Dabei ging es vielen um den Standort für ein Container-Dorf auf einem unbebautes Grundstück am Ortseingang, das sich im Besitz der stadteigenen Wohnunsbaugesellschaft GWG befindet. Aus Sicht der Stadt Reutlingen: eines der wenigen geeigneten Grundstücke, um die kommunal verpflichtende Flüchtlings-Unterbringung zu stemmen.

Daraufhin forderte der Oferdinger Bezirksgemeinderat am 2. Juni einstimmig den Beschluss, auf die zentrale Container-Unterbringung in Oferdingen zu verzichten, sondern kleinteilig und dezentral unterzubringen. Zudem versprach er, zeitnah Alternativen vorzulegen

Der Oferdinger Freundeskreis für Flüchtlingshilfe sammelte dann in der Folge rund 700 Unterschriften für die Umsetzung dieses Beschlusses durch Reutlingen sowie für eine faire Verteilung über das gesamte Stadtgebiet von Reutlingen.

Schönenborn hingegen verteidigte indessen den Standort und die Entscheidung der Stadt stets als solidarisch richtig und verwaltungsrechtlich verpflichtend. In seinem Rüchtrittsschreiben heisst es:

„Auch in den anderen Reutlinger Bezirksgemeinden sowie in der Kernstadt werden Flüchtlinge aufgenommen."

In der Folge - so Schönenborn in seinem Schreiben - war es dann auch zu persönlichen Beleidigungen und zu anonymen Drohungen gegen ihn und seine Familie gekommen:

„Kontroverse Diskussionen sind in einer Demokratie der Normalfall und für die Meinungsbildung wichtig und notwendig. Wir alle in Deutschland suchen doch den richtigen Weg, mit einer solchen Völkerwanderung angemessen umzugehen. Eine Grenze wird aber dann überschritten, wenn Verunglimpfungen und Drohungen gegen Andersdenkende die Auseinandersetzung in der Sache belasten".

Die Situation im Rathaus kulminierte dann zusätzlich, als 9 der 11 Bezirksgemeinderäte ihren Rathauschef zum Rücktritt aufforderten. Schönenborn schreibt dazu:

„Vor diesem Hintergrund sehe ich keine Möglichkeit mehr, in positivem Sinn für Oferdingen zu wirken. Oferdingen und seine Bürgerinnen und Bürger sind mir wichtiger als mein Amt als Bezirksbürgermeister. Ich hoffe, mit diesem Schritt zu einer Versachlichung und Mäßigung der Diskussion beizutragen."
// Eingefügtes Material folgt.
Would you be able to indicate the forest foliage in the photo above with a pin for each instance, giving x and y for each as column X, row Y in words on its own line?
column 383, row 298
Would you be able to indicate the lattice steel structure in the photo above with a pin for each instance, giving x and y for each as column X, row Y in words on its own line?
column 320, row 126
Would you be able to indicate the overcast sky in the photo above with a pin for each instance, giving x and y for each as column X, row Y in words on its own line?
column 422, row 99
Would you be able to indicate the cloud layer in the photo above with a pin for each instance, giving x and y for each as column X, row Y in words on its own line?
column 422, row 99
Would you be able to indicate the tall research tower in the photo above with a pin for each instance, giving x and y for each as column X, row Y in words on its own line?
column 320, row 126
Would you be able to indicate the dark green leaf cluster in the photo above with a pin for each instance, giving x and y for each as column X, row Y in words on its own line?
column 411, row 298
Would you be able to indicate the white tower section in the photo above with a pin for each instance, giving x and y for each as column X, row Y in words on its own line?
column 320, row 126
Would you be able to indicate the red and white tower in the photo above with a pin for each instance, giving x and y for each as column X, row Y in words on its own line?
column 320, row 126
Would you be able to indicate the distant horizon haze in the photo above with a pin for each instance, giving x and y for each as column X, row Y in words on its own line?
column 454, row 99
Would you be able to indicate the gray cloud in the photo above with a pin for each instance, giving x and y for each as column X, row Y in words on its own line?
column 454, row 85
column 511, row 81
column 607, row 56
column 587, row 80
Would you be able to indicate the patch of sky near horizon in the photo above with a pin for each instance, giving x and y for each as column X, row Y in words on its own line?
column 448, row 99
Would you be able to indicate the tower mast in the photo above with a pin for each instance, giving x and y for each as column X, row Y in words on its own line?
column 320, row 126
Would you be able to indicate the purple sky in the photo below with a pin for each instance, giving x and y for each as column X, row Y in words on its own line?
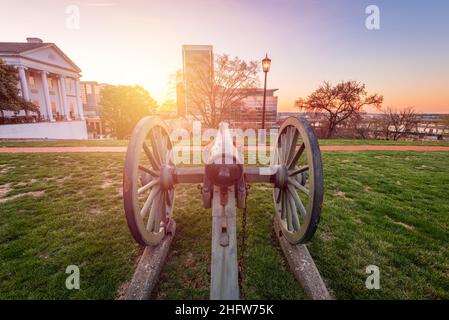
column 139, row 42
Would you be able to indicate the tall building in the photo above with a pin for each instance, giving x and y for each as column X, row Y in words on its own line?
column 51, row 80
column 197, row 63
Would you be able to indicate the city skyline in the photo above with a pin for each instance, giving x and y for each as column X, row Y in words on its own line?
column 136, row 42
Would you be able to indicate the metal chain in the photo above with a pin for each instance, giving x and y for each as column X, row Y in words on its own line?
column 243, row 238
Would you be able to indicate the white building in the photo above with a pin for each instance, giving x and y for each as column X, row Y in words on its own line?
column 50, row 80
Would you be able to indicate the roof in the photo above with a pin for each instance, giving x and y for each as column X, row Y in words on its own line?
column 17, row 48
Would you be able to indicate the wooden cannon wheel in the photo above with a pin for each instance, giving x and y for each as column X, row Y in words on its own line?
column 298, row 192
column 148, row 189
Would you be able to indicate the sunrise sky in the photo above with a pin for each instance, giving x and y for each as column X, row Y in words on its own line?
column 139, row 42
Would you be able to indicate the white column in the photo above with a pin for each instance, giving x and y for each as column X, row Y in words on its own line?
column 63, row 93
column 46, row 95
column 24, row 83
column 78, row 99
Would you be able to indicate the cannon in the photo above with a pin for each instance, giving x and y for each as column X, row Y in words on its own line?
column 151, row 176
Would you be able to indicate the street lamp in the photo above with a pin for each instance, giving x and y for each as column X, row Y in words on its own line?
column 266, row 63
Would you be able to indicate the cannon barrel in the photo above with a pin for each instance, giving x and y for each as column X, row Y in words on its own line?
column 224, row 165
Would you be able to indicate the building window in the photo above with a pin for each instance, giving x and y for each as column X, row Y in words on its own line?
column 32, row 81
column 70, row 87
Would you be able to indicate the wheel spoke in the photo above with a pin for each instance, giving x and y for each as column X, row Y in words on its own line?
column 294, row 182
column 295, row 218
column 282, row 206
column 298, row 171
column 149, row 171
column 149, row 185
column 297, row 200
column 154, row 162
column 154, row 192
column 160, row 216
column 295, row 159
column 278, row 195
column 289, row 213
column 283, row 149
column 155, row 208
column 292, row 145
column 155, row 145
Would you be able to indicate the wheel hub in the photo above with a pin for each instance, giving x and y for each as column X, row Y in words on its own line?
column 166, row 177
column 281, row 177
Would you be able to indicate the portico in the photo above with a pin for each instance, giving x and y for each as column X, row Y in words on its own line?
column 47, row 78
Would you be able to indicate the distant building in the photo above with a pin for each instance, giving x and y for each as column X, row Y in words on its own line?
column 50, row 80
column 249, row 113
column 197, row 61
column 90, row 96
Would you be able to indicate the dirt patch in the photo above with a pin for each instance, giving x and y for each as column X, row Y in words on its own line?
column 35, row 194
column 190, row 262
column 4, row 168
column 122, row 290
column 107, row 184
column 4, row 189
column 326, row 236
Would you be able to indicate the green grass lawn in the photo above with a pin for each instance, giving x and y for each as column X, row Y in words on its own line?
column 389, row 209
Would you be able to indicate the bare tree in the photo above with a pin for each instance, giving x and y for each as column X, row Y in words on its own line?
column 213, row 97
column 398, row 123
column 338, row 103
column 361, row 126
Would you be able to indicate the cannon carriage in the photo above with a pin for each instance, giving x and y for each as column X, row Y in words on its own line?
column 151, row 175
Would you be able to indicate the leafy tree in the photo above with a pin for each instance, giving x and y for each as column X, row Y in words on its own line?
column 338, row 103
column 123, row 106
column 9, row 91
column 210, row 97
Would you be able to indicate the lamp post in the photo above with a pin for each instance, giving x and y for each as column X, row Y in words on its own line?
column 266, row 63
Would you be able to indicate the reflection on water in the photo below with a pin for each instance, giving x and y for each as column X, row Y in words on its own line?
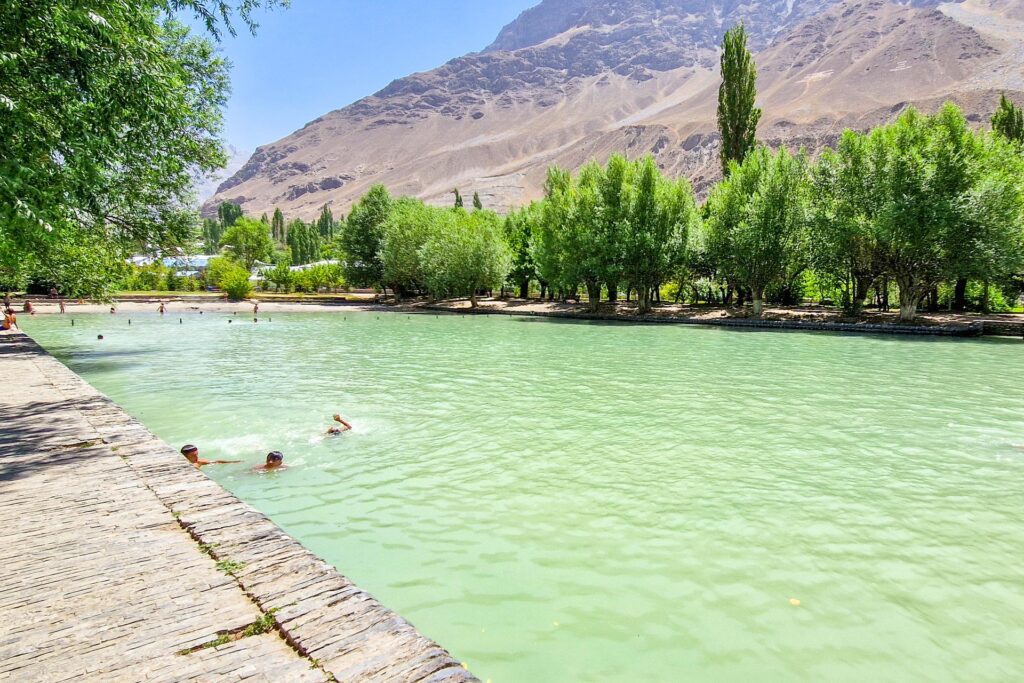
column 579, row 502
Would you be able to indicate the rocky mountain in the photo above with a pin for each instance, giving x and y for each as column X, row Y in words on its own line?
column 573, row 80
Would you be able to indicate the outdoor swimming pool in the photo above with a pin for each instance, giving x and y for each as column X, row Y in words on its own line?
column 559, row 501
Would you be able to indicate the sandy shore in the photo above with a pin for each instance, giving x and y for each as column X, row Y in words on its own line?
column 213, row 306
column 711, row 314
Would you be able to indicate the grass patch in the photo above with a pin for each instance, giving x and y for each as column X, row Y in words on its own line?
column 264, row 624
column 230, row 566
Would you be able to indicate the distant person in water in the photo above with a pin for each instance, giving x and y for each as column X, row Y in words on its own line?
column 343, row 428
column 274, row 461
column 192, row 455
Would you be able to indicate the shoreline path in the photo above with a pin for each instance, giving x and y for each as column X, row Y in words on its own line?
column 122, row 563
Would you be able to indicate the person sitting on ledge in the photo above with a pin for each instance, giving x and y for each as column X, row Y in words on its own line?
column 274, row 461
column 9, row 319
column 192, row 455
column 343, row 428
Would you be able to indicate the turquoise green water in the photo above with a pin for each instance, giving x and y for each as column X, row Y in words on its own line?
column 580, row 502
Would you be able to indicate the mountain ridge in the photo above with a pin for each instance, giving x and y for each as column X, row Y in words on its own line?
column 591, row 78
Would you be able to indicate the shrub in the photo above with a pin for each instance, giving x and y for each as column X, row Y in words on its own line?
column 236, row 283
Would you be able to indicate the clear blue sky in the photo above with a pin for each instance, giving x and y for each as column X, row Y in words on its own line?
column 321, row 55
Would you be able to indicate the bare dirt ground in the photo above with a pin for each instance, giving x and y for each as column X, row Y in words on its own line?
column 806, row 313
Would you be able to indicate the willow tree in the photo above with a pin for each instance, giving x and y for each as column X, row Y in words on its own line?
column 361, row 237
column 248, row 241
column 469, row 255
column 519, row 227
column 660, row 215
column 757, row 220
column 842, row 244
column 737, row 118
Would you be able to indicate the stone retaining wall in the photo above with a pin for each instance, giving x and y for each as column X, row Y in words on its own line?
column 342, row 629
column 969, row 330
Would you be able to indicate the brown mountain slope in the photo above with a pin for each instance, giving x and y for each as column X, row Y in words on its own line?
column 574, row 80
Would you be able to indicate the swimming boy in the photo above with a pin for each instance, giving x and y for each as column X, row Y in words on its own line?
column 9, row 319
column 192, row 455
column 343, row 428
column 274, row 461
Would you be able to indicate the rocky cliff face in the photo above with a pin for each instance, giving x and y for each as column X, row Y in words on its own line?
column 572, row 80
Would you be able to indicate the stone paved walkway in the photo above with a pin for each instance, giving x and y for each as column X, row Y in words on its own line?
column 103, row 575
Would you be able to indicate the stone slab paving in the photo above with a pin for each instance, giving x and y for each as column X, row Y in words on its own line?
column 103, row 573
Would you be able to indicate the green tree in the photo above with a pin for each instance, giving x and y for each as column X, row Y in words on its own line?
column 282, row 278
column 922, row 169
column 757, row 219
column 227, row 214
column 212, row 231
column 108, row 113
column 1009, row 121
column 248, row 241
column 325, row 224
column 842, row 244
column 548, row 249
column 519, row 226
column 236, row 282
column 360, row 241
column 407, row 228
column 278, row 226
column 662, row 214
column 469, row 256
column 737, row 118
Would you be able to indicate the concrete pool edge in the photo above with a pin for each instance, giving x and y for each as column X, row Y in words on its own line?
column 340, row 628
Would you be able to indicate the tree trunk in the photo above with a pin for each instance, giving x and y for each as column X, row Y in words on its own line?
column 594, row 294
column 908, row 299
column 960, row 294
column 643, row 301
column 758, row 295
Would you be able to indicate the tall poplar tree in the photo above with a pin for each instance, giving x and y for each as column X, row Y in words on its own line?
column 278, row 225
column 325, row 224
column 1009, row 121
column 737, row 118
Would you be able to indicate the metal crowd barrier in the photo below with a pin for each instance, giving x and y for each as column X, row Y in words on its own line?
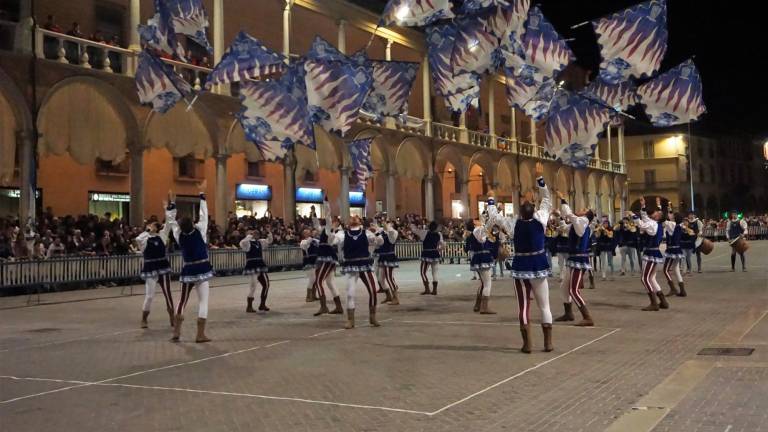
column 122, row 268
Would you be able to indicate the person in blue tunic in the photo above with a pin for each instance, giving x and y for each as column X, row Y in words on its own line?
column 530, row 267
column 256, row 268
column 578, row 263
column 734, row 231
column 327, row 259
column 156, row 269
column 649, row 223
column 196, row 268
column 673, row 256
column 481, row 261
column 357, row 244
column 387, row 262
column 432, row 245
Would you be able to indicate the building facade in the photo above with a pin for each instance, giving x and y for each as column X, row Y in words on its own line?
column 99, row 150
column 728, row 173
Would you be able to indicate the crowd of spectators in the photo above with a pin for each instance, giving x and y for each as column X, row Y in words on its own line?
column 92, row 235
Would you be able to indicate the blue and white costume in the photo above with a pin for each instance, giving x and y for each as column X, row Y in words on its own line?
column 530, row 267
column 156, row 269
column 196, row 267
column 256, row 267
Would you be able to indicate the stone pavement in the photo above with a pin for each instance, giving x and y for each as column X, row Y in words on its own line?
column 79, row 362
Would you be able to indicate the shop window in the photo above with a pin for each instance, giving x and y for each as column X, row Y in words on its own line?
column 106, row 167
column 189, row 168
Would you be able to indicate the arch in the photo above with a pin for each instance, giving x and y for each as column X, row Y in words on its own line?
column 183, row 132
column 410, row 160
column 14, row 117
column 102, row 126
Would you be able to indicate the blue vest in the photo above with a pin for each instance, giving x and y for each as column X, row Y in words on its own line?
column 578, row 247
column 735, row 229
column 356, row 248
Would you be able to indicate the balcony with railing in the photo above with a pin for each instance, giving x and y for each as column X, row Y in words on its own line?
column 62, row 48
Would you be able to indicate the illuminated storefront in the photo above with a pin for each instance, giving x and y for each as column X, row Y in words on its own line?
column 252, row 199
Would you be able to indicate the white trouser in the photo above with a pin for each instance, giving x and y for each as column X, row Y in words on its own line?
column 150, row 286
column 540, row 288
column 485, row 280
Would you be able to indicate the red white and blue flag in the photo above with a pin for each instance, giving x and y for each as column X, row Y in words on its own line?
column 674, row 97
column 632, row 42
column 360, row 156
column 158, row 84
column 246, row 58
column 392, row 85
column 573, row 127
column 459, row 90
column 415, row 13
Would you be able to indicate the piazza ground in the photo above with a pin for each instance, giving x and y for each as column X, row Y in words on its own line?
column 79, row 362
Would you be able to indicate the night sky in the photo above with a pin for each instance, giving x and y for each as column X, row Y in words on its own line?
column 727, row 39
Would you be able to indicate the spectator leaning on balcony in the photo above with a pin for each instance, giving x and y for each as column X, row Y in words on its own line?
column 196, row 268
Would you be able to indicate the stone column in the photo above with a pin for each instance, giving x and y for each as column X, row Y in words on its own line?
column 289, row 188
column 344, row 198
column 391, row 194
column 27, row 189
column 137, row 187
column 426, row 96
column 429, row 196
column 222, row 204
column 342, row 45
column 287, row 30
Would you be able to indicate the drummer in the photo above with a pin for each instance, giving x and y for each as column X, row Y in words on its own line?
column 735, row 232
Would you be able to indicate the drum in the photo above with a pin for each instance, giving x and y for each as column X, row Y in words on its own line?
column 740, row 245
Dass seine Bürger mehrheitlich ausländerfeindlich sind, glaubt Schönenborn jedoch ebenso wenig wie die Reutlinger Oberbürgermeisterin Barbara Bosch. Im Fall der Drohungen gegen Schönenborn sind mittlerweile polizeiliche Ermittlungen eingeleitet. Im Oferdinger Rathaus wird heute Abend eine öffentliche Gemeinderatssitzung über Ersatzstandort-Vorschläge diskutieren. Eine Streichung von Oferdingen von der vom Reutlinger Gemeinderat beschlossenen Flüchtlingszuweisung ist aus verwaltungsrechtlichen Bestimmungen ohne Zustimmunng der selbst unter dem permanenten Druck von Flüchtlingszuweisungen stehenden Stadt Reutlingen indessen nicht in Sicht.